To unravel all this can only really be done in hindsight. Fyfe et al's last sentence reflects this too.
"Ultimately the causes of this inconsistency will only be understood after careful comparison of simulated internal climate variability and climate model forcing with observation from the past two decades, and by waiting to see how global temperature responds over the coming decades"
ES says
"Sherwood's paper is about troposphere mixing. He suggests that the amount of lower troposphere air mixing into the upper troposphere has been underestimated. This leads the [old] models to predict too much low level cloud and too little high level cloud."

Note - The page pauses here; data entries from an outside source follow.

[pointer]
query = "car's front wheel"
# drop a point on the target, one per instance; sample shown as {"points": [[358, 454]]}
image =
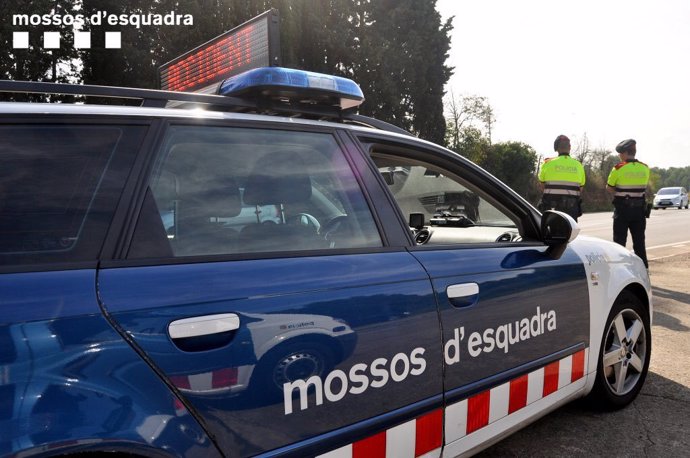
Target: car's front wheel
{"points": [[624, 354]]}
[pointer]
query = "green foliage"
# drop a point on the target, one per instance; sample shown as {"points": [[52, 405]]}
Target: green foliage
{"points": [[675, 176], [35, 63], [514, 163], [395, 50]]}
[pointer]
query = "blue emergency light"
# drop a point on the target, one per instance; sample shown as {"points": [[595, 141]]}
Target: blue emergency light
{"points": [[290, 84]]}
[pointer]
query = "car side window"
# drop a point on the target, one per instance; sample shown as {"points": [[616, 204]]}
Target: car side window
{"points": [[222, 190], [449, 209], [59, 185]]}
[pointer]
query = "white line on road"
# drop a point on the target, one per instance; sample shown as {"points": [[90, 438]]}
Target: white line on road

So the old models cool too much with too much low level cloud. But the observations show that the old models are already running too warm.
"Low level cloud has a cooling effect; high level cloud has a warming effect. If Sherwood is correct, the overall warming effect of clouds has been underestimated, with a similar underestimation of climate sensitivity."
So Sherwood thinks the new models should predict even more warming than the old models which are already showing more warming than is actually taking place.
So Sherwwod has shown that the new models, corrected for getting cloud wrong, are even worse at matching reality.
This is good?
I must have made some mistake here. He's not really saying that, surely, not in a widely publicised paper. Or did he just ignore observations?
Help me out here, someone. Go through the logic really slowly.
JF
Harold W
Otto's estimate of climate sensitivity is only valid if 21st century temperature records represent the norm. If they are a transient period of reduced warming rate Otto's estimate of sensitivity will be too low. Oh for a time machine! :-)
EM
Not according to Trenberth's 'Global Energy Flows' which have DWIR at 139% of OLR. If you are going to be wrong then be consistently wrong.
Julian Flood
Combining both recent threads, the models are running too warm in the short term and too cool in the long term.
In the short term they are running warm because in the real world ENSO etc are behaving like a model at the cool end of the range.
In the long term the models are running cool because they generate the wrong balance between low and high cloud.
ssat
I did say "under a clear sky". Clouds and aerosols would change the proportion of DWIR and OLR, as your reference describes.
It's always a problem finding the balance between clarity and pedantry. Ideally it should be matched to ones respondent.